Bueno, queridos lectores, no siempre es Astarté quien cuenta sus historias. Esta es una de las historias que Astarté no cuenta... (a veces huelgan las palabras...)
La posesión.
(Relato contado por una
vieja amiga).
La
posesión.
La muñeca.
Tuve de niña una muñeca a la cual
puse el nombre de Lidia. La prefería entre todas por su pelo negro y dócil,
aparentemente natural. Y se llamaba Lidia por mi maestra de cuarto grado,
también de pelo negro y dócil, natural (casi del todo, digo yo, por eso de los
tintes y de los peluqueros). De ojos muy verdes, dulce maestra. Murió en el
salón de operaciones, por una simple úlcera. A veces los imprevistos nos tocan
el hombro sin avisar: la anestesia, el corazón que en ciertos momentos da
golpes blandos y en otros contundentes… El infarto sobrevino y también la
tragedia.
Mi maestra me había regalado y
dedicado un libro del cual puedo decir haya sido la compilación de las mejores
leyendas y mitos leídos en mi adolescencia. Una sopa de tragedias de amor
diluidas en la sal de apasionadas historias de caballeros medievales y
sortilegios de Oriente. No diré qué libro era, pero sí que lloré muchas veces
hojeando sus páginas, imaginando la muerte de mi maestra entre tantas pasiones.
Era aquél el momento en que perdía a Lidia por primera vez. Y al perderla
aferraba definitivamente su recuerdo a la muñeca como imagen.

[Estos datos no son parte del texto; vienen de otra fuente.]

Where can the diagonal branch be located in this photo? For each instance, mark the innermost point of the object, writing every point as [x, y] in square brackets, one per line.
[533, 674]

Fue desde
entonces que empecé a creer en la necesidad de poseer un símbolo, un deseo de
poder tan grande como para ser colocado a tiempo completo en un puesto
significativo. Había descubierto, sin lugar a dudas, mi más remoto sentimiento
de posesión.
La muñeca Lidia tenía un marido,
un muñeco con la cabeza de goma y el cuerpo de trapo inventado por mi abuela
cuando los muñecos eran como el oro. Pero no tenía hijos, porque sus congéneres
eran todas de su edad y como ella, vestían de pepillas. Por eso no podían ser
sus hijas. Esas otras mujercitas de plástico vivían encerradas en el cajón del
clóset de mi cuarto. Sin embargo, ¡Lidia sí que tenía una casa propia! Su casa
era un precioso apartamento construido en el sofá de la sala. Las reglas de la
inquilina eran claras y determinantes: ni siquiera las visitas que recibían los
adultos podían osar sentarse en aquel sofá sin su permiso. Y lo mejor del caso
era que para tener la venia de entrar en su casa había que traerle regalos,
chocolates, por ejemplo. Bueno, eran “cosas de muchachos”. Pero gracias a los
tributos que algunas visitas de mis padres tuvieron que pagar a Lidia, logré llenar
mis bolsillos de bombones (cuando los bombones eran como el oro…). ¡Pobre amiga
mía!, símbolo de mi primera guerra personal contra los usurpadores extranjeros.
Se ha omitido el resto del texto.